Humanitarian aid organisations are now working to address the needs of the rising refugee population.
Malians sheltered at Camp Mbere in northeast Mauritania face food shortages and other troubling realities as more and more displaced victims arrive.
Abou Bakr Ould Sidi and his family were among the first Touaregs to escape fighting between rebels and the army in northern Mali in January.
"Camp Mbere's guests, displaced by war in northern Mali, are suffering poor conditions and challenges on a daily basis," Ould Sidi told Magharebia. An allotment of 5 bags of oil, sugar, 4 kg of rice and a few bags of peanuts per person per week was not enough to prevent malnutrition, he added.
UNHCR, the Mauritanian Commissariat of Food Security and the International Fund for Food Security are all working to address these problems.
Ould Sidi also expressed frustration at the lack of employment opportunities provided by relief groups at the camp, compelling him to travel dozens of kilometres outside the camp in search of work as an excavator.
Mauritanian activist Ould Sidi Mohamed told Magharebia that relief groups faced additional pressure from an influx of poor families from the Mauritanian cities of Bassiknou and Fassale.
Aid organisations have also warned of worsening health conditions at Camp Mbere, where an estimated 75,000 refugees face shortages of both medicine and doctors.

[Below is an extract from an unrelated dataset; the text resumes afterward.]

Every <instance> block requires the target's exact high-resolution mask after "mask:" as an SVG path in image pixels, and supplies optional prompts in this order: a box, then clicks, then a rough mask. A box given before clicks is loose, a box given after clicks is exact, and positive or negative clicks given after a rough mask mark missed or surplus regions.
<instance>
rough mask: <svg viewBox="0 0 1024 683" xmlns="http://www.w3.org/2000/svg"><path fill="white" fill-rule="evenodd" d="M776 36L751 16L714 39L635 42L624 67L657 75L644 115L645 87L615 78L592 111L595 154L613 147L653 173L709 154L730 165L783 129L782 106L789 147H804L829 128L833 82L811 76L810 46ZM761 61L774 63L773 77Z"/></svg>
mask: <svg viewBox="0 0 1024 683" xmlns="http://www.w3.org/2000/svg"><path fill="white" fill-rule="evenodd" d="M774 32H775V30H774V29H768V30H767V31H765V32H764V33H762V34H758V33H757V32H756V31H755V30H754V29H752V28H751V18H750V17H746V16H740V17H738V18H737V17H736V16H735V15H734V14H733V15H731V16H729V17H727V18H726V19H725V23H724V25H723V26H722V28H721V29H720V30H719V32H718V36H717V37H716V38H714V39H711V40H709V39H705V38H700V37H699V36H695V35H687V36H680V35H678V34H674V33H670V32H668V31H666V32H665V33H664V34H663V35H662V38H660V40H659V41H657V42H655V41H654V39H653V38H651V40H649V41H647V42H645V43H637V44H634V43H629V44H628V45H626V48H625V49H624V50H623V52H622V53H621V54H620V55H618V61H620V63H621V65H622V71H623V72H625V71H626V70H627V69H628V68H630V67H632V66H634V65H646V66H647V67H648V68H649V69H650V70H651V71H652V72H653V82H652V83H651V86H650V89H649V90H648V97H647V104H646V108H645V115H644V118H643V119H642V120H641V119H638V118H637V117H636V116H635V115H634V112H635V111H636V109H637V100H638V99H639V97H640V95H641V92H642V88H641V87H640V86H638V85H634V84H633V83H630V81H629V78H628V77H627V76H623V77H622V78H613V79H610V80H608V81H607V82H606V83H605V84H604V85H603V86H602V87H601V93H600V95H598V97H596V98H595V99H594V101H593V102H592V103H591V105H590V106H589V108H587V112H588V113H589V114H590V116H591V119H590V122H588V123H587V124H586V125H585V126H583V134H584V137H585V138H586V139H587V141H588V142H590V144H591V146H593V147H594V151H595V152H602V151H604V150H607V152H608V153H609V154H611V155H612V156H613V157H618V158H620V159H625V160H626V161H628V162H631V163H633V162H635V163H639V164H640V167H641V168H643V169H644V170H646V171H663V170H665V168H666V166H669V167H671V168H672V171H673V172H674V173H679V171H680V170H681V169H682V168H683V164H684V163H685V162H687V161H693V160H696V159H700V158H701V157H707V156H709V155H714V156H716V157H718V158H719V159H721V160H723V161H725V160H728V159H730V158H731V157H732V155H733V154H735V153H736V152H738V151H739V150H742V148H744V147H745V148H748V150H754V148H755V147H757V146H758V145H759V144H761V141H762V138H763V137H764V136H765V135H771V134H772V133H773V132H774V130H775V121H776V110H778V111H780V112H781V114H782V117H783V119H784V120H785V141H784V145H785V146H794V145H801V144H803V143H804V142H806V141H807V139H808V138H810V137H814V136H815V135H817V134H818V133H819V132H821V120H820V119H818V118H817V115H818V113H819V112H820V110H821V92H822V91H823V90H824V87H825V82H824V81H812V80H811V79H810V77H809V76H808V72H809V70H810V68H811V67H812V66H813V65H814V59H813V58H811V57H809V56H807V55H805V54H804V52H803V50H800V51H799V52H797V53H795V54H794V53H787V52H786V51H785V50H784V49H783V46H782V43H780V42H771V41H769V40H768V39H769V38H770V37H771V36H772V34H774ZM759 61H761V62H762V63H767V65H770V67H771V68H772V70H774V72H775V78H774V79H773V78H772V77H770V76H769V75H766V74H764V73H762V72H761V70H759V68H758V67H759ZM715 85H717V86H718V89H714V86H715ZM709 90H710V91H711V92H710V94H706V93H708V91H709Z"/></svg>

"The situation is difficult, but the Mauritanian authorities have made efforts, and Maghreb countries have also helped," journalist Mohamed Ould Aobeida Sharif, who is covering the refugee situation in eastern Mauritania, told Magharebia.
Dr Salem Ould Mohamed Arkit, a general physician at the camp’s health centre, said the health situation was relatively stable but that the medicine shortage was severe. UNICEF, Doctors Without Borders and the Mauritanian government must hasten to bridge the gap, he said, to prevent the spread of chest infections, diarrhoea and other ailments.
Around 100 deaths have been recorded, mostly among the elderly, women and children, and more than 1,700 people are suffering from severe to moderate malnutrition.
Journalist Mohamed Mahmoud Ould Sheykh said aid organisations needed to speed up relief efforts before the start of the rainy season, when roads are blocked and food runs short.